Şiirini şair bir ritimle hareketler. Bazen bir şarkı dinleriz ve bu tam da demek istediğimiz her şeyi özetliyor gibidir. Biri çıkar onunla ilgili bir film yapar ve işte bu deriz. Bu yönetmen, bu şarkıdaki olayları nasıl gördü böyle, der ve onu takdir ederiz. Aslında yönetmen bir duygu-düşünce yorumcusudur. Besteci tıpkı şair gibi en arı olanı kullanır doğrudan kulağa kalbe hitap edeni… Yönetmen aracıdır burada eğer müzikten hareketle bir film çekiyorsa… Odağın müzik olduğu…
Görüntülerin, billur notalara dönüştüğü ve notaların sözlerle açıldığı ve yeniden müzikle kapandığı bir yapıtlardır sahne eserleri.
Büyük besteciler, müzisyenler ses toplayıcılarıdır. İşin bir tek kendi biricik dertleri olmadığını tüm bir insanlığın evrenin sıkıntısı olduğunu keşfetmiş ve herkese bir şeyler söylemek isteyen kişiler.
Sahnenin bir matematiği vardır. “Matematiğin bizim düşünme biçimimize yaptığı en büyük katkı, onun kavramların ölçüsüz esnekliğini, matematik dışı bir yöntemle ulaşılması olanaksız bir esneklik derecesini göstermesidir.” diyor, Sonsuzluğun Kısa Tarihi adlı kitabında, Paola Zellini.
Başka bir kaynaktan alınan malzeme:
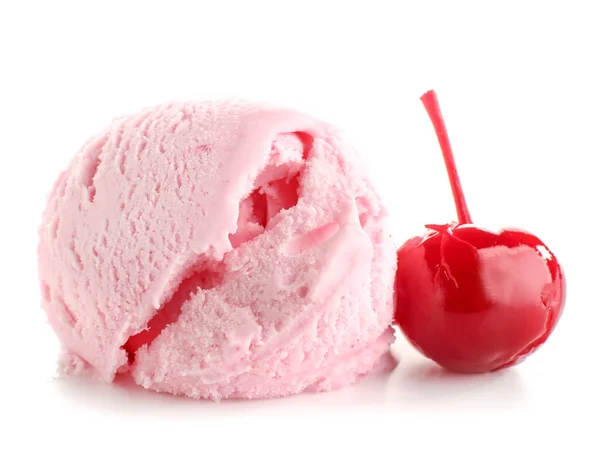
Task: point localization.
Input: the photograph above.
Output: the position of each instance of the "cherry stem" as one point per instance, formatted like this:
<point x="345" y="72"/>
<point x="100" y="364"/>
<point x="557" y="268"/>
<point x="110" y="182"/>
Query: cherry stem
<point x="432" y="106"/>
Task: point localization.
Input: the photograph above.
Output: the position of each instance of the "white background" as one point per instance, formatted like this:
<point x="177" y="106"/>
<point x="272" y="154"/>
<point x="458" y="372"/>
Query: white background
<point x="519" y="88"/>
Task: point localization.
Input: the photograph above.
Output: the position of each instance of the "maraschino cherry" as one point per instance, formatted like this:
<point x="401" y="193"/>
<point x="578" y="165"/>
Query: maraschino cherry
<point x="470" y="299"/>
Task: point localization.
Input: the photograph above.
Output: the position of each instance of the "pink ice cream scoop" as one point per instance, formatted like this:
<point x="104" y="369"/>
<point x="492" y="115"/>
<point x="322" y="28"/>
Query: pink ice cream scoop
<point x="219" y="250"/>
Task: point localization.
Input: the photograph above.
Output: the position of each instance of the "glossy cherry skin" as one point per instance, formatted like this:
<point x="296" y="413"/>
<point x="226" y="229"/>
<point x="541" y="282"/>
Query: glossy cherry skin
<point x="477" y="301"/>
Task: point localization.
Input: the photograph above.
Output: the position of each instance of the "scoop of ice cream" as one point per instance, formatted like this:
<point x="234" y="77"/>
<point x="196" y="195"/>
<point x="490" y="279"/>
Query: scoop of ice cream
<point x="219" y="250"/>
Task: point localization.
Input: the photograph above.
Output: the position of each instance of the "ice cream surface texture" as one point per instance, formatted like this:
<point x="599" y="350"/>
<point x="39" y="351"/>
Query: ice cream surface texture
<point x="219" y="250"/>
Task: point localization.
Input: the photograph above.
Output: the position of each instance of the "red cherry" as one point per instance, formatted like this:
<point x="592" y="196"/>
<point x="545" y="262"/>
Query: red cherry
<point x="473" y="300"/>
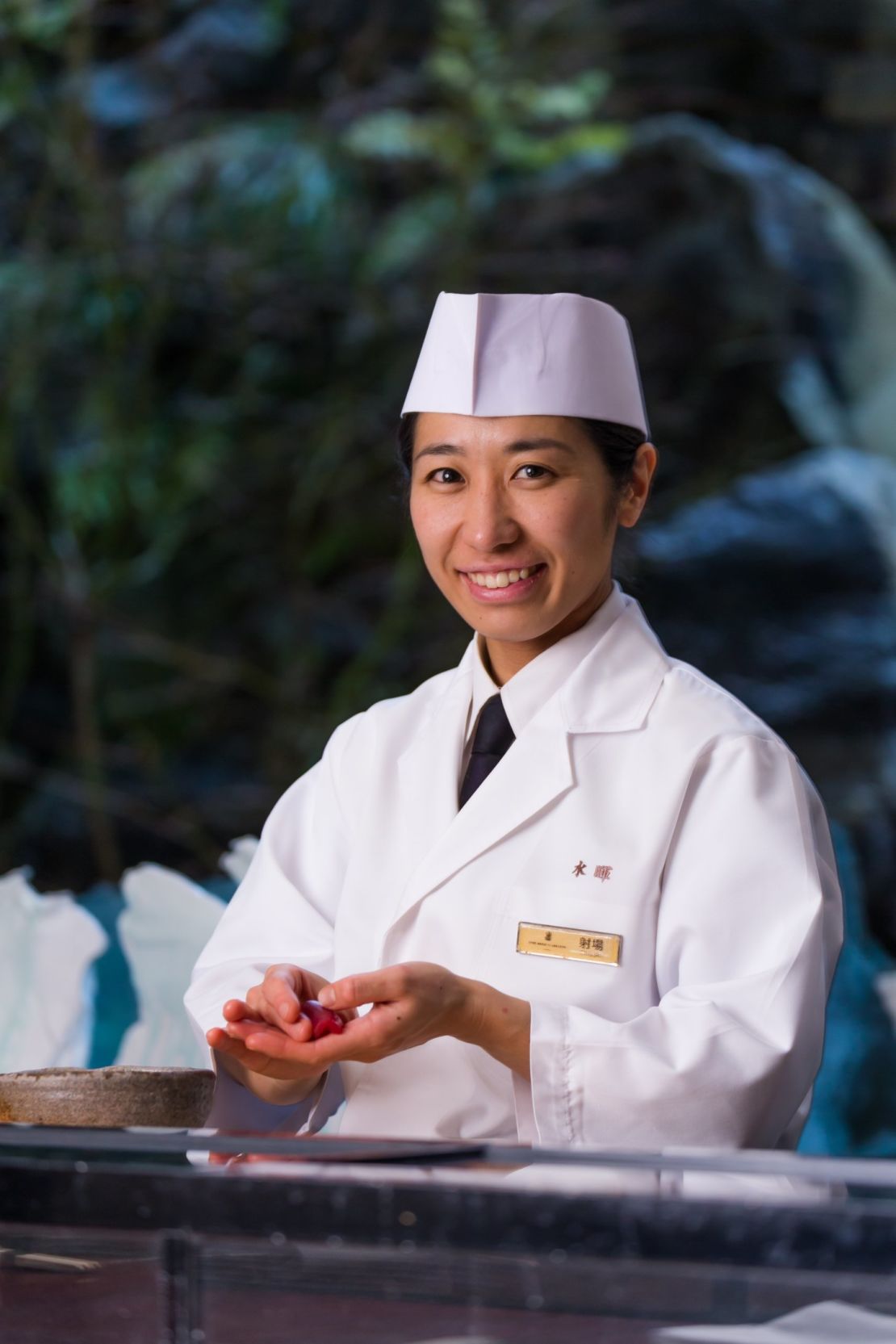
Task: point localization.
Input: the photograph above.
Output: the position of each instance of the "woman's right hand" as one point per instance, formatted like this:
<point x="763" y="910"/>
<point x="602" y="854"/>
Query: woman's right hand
<point x="277" y="1002"/>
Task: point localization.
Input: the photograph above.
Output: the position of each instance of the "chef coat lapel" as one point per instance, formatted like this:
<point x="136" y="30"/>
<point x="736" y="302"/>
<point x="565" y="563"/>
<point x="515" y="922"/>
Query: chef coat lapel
<point x="610" y="691"/>
<point x="428" y="768"/>
<point x="534" y="772"/>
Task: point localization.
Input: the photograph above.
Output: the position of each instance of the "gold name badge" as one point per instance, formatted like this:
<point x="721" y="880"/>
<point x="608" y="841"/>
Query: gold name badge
<point x="570" y="944"/>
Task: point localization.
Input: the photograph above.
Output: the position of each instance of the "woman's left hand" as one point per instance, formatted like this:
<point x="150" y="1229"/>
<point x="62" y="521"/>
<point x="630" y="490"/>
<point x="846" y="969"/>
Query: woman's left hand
<point x="412" y="1003"/>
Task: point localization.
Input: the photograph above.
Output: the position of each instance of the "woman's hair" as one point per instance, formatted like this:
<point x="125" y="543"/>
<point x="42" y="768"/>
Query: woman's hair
<point x="617" y="445"/>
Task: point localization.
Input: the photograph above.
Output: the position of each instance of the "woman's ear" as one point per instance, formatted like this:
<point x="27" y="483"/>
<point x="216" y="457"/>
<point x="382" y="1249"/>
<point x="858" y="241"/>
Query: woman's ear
<point x="637" y="491"/>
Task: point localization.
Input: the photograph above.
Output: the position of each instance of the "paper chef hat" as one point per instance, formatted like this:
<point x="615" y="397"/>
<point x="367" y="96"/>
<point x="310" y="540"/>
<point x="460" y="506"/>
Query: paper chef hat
<point x="528" y="355"/>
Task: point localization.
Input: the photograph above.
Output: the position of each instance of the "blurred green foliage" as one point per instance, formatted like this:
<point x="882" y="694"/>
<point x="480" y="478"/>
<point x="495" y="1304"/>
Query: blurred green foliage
<point x="222" y="228"/>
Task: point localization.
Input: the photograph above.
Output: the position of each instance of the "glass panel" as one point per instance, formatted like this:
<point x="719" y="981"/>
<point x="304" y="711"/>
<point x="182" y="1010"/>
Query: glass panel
<point x="80" y="1287"/>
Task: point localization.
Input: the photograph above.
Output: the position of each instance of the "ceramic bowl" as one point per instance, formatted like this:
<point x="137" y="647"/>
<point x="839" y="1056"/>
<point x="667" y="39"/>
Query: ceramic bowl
<point x="107" y="1099"/>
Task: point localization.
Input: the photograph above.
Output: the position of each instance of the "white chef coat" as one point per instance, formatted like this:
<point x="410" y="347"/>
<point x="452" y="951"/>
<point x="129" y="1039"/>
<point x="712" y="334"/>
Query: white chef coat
<point x="639" y="798"/>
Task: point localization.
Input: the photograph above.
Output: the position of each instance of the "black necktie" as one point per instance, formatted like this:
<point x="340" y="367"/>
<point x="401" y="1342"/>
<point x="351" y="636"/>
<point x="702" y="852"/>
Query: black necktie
<point x="493" y="735"/>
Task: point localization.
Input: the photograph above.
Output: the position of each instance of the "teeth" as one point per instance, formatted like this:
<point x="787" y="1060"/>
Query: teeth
<point x="501" y="580"/>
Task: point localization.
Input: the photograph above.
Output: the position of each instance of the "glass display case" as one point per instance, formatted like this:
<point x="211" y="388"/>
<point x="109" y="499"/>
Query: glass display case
<point x="202" y="1238"/>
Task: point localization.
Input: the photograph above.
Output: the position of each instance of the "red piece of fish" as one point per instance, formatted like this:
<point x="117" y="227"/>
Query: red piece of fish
<point x="324" y="1020"/>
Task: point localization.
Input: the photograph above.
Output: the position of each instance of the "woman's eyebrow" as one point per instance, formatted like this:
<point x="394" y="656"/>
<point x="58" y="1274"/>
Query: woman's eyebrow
<point x="520" y="445"/>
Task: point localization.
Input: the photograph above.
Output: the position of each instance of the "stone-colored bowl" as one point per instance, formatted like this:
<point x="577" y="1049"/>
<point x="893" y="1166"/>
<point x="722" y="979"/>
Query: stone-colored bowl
<point x="107" y="1099"/>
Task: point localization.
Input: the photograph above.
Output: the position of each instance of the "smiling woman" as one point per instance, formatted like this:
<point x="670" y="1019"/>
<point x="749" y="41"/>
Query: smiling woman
<point x="570" y="891"/>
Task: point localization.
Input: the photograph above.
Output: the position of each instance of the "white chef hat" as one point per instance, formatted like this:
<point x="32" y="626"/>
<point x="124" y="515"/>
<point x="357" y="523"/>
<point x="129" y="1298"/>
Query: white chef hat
<point x="528" y="355"/>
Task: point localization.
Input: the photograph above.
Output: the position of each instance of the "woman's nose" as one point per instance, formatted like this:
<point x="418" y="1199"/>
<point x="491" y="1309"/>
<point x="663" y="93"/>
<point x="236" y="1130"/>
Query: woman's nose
<point x="488" y="519"/>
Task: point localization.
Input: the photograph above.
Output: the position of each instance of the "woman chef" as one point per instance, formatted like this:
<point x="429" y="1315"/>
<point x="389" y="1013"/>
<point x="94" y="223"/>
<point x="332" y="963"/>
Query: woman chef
<point x="590" y="897"/>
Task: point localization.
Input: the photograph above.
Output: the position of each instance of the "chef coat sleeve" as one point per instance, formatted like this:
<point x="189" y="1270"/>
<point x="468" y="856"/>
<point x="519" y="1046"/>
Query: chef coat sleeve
<point x="747" y="936"/>
<point x="283" y="911"/>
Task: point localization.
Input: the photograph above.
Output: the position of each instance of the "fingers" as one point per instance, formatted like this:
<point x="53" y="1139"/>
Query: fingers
<point x="237" y="1010"/>
<point x="376" y="986"/>
<point x="281" y="992"/>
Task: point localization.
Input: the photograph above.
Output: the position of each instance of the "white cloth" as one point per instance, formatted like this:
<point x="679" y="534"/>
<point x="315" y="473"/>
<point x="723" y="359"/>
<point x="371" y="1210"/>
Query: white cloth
<point x="639" y="800"/>
<point x="823" y="1323"/>
<point x="528" y="355"/>
<point x="48" y="982"/>
<point x="164" y="927"/>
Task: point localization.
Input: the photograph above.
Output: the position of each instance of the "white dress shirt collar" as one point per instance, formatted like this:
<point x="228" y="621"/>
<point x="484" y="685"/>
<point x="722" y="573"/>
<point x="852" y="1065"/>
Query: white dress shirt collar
<point x="534" y="685"/>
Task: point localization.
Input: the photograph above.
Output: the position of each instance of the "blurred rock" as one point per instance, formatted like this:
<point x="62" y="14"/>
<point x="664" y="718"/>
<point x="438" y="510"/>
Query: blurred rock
<point x="782" y="588"/>
<point x="762" y="303"/>
<point x="798" y="565"/>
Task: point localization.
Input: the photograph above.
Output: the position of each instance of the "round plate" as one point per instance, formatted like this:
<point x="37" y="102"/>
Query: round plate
<point x="107" y="1099"/>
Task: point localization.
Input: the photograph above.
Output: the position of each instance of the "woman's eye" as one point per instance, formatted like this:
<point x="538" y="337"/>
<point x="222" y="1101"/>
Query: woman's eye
<point x="532" y="472"/>
<point x="445" y="476"/>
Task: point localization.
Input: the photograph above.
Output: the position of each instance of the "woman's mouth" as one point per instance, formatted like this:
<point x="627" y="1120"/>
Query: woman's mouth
<point x="503" y="585"/>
Tiyatronun bir sanat dalı olarak durduğu yer, matematiğin durduğu yer ile benzerlik gösterir. “..matematiğin hakikatin bazı standartlarını belirlemiş olması çok önemlidir. Onun bir standardı, bir yordamı belirlemek için diğer şeylerden yeterince bağımsız görünmesi de önemli.” (Sonsuzluğun Kısa Tarihi, Zellini) Tiyatro da matematik gibi bağımsız, nesnel bir noktadadır.
Belki de sanatın matematiğini yeterince içselleştirebilmemiz için müzik eğitimi matematik eğitimin bir parçası olmalı. Matematik öğrenmek için bir enstrüman çalmak bir yöntem olmalı. Çünkü tiyatroda şunu görürsünüz; müzik matematiğin somutlanmış hali. Oyuncuların adımları, notaların ritmi, hepsi büyük bir matematiksel işlemin somut serimi. Bazı sanata yatkın zihinler, soyutlamalar, sayılar, tek başlarına ruhsuz oldukları için duygusal değerleri olmadığı için algılamakta güçlük çekerler. İşte bu zihinler için müzik eğitimi ile harmanlanmış bir matematik eğitimi tıpkı ses gibi soyut bir kavram olan sayıyı bir enstrümanda, bir el hareketinde, bir ritim duygusunda somutlamış olur. Matematik felsefenin günümüz yaşantısında işler hale gelebilmesinin olmazsa olmazı. Felsefe tüm sanatların ve bilimlerin var oluş aracı. Hiçbir sanat dalı, bilim dalı, kendi kendini sorgulamadan yoluna devam edemez. Ne olduğuna durup durup bakmadan… Müziğin eğitim sırasında bir araç olarak kullanılması gelecekte ister müziğe yönelsinler, ister yönelmesinler, çocuklar için her alanda bir kolaylaştırıcıdır. “Her şey ölçü, sayı ve ağırlıkla verildi.”** Ölçü, denge ve somutlama yöntemi, yani bilginin eylem oluşu böylece gelişimlerine işlemiş olur... Tıpkı Köy Enstitüleri eğitimlerinde olduğu gibi.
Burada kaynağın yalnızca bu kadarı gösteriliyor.